The most interesting thing to come into my mailbox this morning was my regular update from e-mint.
e-mint is the Yahoo group for Community Professionals, and a really interesting, knowledgeable, helpful bunch of people they are too. I heartily recommend you join them if you’re working within social media.
What has the e-minters in fine debating fettle today is the case of a Community Manager called Kurt Greenbaum who works on the St. Louis Post-Dispatch website STLtoday.com. You can read a more detailed version of events in Matthew Ingrams’ blog (the blogger and communities editor at The Globe and Mail in Toronto), but the story in a nutshell is this: a reader posted a comment onto an innocuous ‘water-cooler’ feature about food. The comment contained the still-unacceptable-just-about-everywhere ‘c’ word. It was quickly removed, reposted, and removed again. Nothing too odd about that: fairly standard immature user behaviour and counter-procedures. But what Kurt did next has the news and social media folk in a flurry. From his email notification of the comment posted he could tell it was from a local school. He then forwarded the local school the email, who tracked the anonymous poster from a combination of IP address and timestamp. The poster (who had used a false email address on his post) was a member of school staff who promptly resigned.

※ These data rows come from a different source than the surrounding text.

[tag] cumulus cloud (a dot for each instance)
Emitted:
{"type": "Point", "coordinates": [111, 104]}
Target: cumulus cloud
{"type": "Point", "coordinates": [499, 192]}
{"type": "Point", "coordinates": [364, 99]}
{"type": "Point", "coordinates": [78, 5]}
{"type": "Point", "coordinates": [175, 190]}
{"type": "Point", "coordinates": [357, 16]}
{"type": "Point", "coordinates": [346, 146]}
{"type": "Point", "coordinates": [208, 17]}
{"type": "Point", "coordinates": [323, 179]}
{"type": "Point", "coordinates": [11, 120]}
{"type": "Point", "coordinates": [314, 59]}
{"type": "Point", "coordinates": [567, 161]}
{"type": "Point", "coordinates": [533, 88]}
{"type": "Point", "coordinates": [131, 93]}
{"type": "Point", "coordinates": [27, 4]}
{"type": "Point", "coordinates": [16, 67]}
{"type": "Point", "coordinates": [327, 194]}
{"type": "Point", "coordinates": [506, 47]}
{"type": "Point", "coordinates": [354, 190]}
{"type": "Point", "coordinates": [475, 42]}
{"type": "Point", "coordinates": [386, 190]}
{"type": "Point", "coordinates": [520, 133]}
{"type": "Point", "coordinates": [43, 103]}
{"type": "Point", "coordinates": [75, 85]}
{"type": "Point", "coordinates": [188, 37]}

Kurt first seemed to be triumphant about the outcome in an avenging-angel kind of way, but then – having been on the receiving end of a torrent of criticism for overstepping the mark and misunderstanding his role – to some extend recanted and admitted he might have got things slightly wrong (though he still didn’t apologise for his actions).
e-minters, and indeed most opinions that I have seen on the story, have been united in their disapproval for Kurt’s actions. Whilst it’s true that he didn’t at the time of contacting the school know that it would result in the man losing his job, Kurt moved far outside the usual moderation remit by contacting the school and forwarding the email comment alert.

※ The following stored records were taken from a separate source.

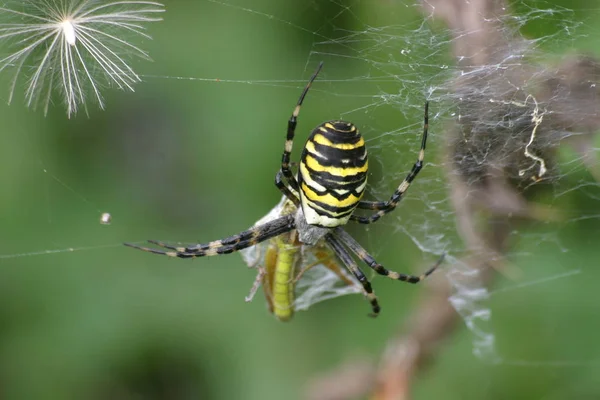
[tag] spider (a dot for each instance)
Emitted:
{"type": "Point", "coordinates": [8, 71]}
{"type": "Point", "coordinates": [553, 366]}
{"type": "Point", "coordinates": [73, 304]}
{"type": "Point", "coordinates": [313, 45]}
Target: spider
{"type": "Point", "coordinates": [323, 196]}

Why did he do this? I guess he was just having a bad day. Perhaps it was once too often that he’d had to deal with users re-posting obscenities, and felt justified when he saw it came from a school. He wanted to set an example, show people they couldn’t hide under a cloak of anonymity. And I do truly sympathise – moderating is an often thankless job, where you have to spend a lot of time staring at the wrong end of human behaviour. But I believe, that he did, truly, get it wrong in this case, and there were other options open to him: most of which have been pointed out by the hundreds of people commenting on this case.
Firstly: if you can’t cope with an occasional ‘c’ word, if it really upsets you so much –or indeed, want to protect your readers from sexist, racism, suicide and bomb threats et al – why don’t you pre-moderate *all* comments?
Secondly, the comment was anonymous: no-one looking at the site could tell it was from a school. Thus there was no need to protect the school’s reputation.
Thirdly, whilst it is true, as Kurt has written in his defence, that blocking the IP address would have potentially stopped the entire school from contributing to the news site, apparently it should have been possible on the WordPress site to set that particular IP address to ‘pre-moderate’.
Fourthly, and finally, he has violated the privacy under which the reader was posting. Not over something which was time-critical and life-threatening: most moderators wouldn’t hesitate to pass on IP addresses to the authorities over issues such as child abuse, suicide threats, extreme bullying or threats of violence. But for a vulgarity? Unfortunately, Kurt’s behaviour, far from securing him the high ground, has simply put the ‘c’ into ‘community management’.